Hitler lost soldiers in ways no one else did. Both sides gave up soldier power to man POW camps. Hitler expended a lot of time constructing and manning Concentration camps. He also had a huge "Internal German Monitoring system. The Gestapo spying on his own people, took soldiers out of the fight for the bulk of the war. Hitler's Paranoia was so complete, he trusted no one. After his loss on the Eastern Front, his mental status was so clouded, he lived in a world that was pure lunacy, and if you tried to inject the real world, you would be shot. The medicines that his Dr. Morelle gave him further instability. He was on enough AntiCholenergics  that made wilder than a March Hare. Both Hitler and his Air Marshal were narcotic addicts. Germany was doomed after they lost Africa, Italy, and huge number of soldiers at the Eastern Front. Too many of his soldiers were gone. He would not listed to his military experts, they just did what Hitler said, and Hitler was a loon.
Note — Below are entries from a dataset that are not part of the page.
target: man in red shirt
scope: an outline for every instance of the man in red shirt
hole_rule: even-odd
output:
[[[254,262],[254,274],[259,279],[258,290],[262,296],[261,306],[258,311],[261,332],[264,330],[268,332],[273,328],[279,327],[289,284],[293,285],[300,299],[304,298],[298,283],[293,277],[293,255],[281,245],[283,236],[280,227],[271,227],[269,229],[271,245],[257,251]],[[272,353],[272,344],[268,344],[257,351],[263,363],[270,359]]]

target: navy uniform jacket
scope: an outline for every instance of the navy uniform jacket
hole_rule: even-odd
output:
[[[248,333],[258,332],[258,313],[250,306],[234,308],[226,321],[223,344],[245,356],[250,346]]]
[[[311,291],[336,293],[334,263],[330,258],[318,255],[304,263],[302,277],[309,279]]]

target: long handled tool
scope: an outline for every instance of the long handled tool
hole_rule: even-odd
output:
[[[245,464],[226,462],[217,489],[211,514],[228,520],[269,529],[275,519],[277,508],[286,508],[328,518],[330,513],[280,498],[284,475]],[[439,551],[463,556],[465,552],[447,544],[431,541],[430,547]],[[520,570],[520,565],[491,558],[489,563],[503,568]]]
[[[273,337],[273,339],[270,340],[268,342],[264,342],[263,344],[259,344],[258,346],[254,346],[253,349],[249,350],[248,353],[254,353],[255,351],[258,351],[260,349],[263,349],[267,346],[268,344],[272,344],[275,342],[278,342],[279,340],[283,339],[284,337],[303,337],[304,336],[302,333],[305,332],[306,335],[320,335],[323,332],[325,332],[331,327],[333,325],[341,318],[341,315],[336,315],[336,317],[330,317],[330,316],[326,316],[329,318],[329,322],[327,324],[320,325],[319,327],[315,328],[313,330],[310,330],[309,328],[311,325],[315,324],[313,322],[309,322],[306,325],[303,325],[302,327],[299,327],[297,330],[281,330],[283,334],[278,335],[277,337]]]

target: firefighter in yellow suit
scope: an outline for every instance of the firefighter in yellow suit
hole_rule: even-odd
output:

When the West came to Europe, Hitler lacked the mental ability to lead. The bulk of his Armies were gone. He lost the Air War over Europe, and the Battle of the Atlantic had turned very badly for Germany. If Hitler was a man of clear mind, and understanding, and stayed that way; he may have held Europe for another couple of years, but that's about it. The Allied Forces were just too great to hold off, and defeat.


----------



## CDG (Jun 29, 2016)

Red Flag 1 said:


> After his loss on the Eastern Front, his mental status was so clouded, he lived in a world that was pure lunacy, and if you tried to inject the real world, you would be shot.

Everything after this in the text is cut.